You mean they killed a man who was totally innocent? He didn’t deserve that.
He’d done nothing wrong! Why did they do that?” Flesh and blood had not
revealed that to her. It was the Holy Spirit.
Jesus Christ
allowed it to be so, offering the righteous in place of the unrighteous, to complete God’s
plan of redeeming the human race back into complete relationship with Him. We
were in a state of wretchedness that once we believed He changed into
righteousness.
It was
nothing we deserved. It was His gift to us when we believed, in spite of anything
we had ever done. That’s a difficult thing for the majority of us to comprehend
let alone accept. I recall when my neighbor bought me a gift I said to his mom,
“But I didn’t get him anything.” I never
forgot her reply. She said, “It’s a gift. You can’t repay a gift.” When we
believed on Christ, His clean robe of righteousness was gifted to us. He draped
it over our dirty lives, not only covering our guilt but forgiving all our sins
(1st John 1:9). Whatever shame you may be holding in your experience account, if you have put your faith and trust in Christ that account now reads 0.00.
Scripture
says, “Whoever believes on Him will not be put to shame,” (Romans 10:11). We
can have a wakeup call that says, “But He was innocent and I’m so dirty. How
could he put such a beautiful robe around my shoulders? I don’t deserve it.”

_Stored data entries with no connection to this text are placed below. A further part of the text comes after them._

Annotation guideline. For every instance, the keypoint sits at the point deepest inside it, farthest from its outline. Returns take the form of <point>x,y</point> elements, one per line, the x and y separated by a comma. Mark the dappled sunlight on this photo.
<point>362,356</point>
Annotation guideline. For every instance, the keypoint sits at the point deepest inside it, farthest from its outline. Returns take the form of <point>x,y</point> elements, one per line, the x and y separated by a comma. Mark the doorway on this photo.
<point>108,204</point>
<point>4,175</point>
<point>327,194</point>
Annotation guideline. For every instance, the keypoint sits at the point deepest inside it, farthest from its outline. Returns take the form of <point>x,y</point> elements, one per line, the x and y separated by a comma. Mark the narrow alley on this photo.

None of us do, but anyone who asks of Him receives one, for this is why that
innocent one willingly died in our place. The love of God covers the earth
(John 3:16).
God was not
willing that anyone should perish but that all should come to repentance (2nd
Peter 3:9). Amazing Grace. A robe for rags. It’s a gift, not a debt.
You can’t repay a gift. All you need do is accept it.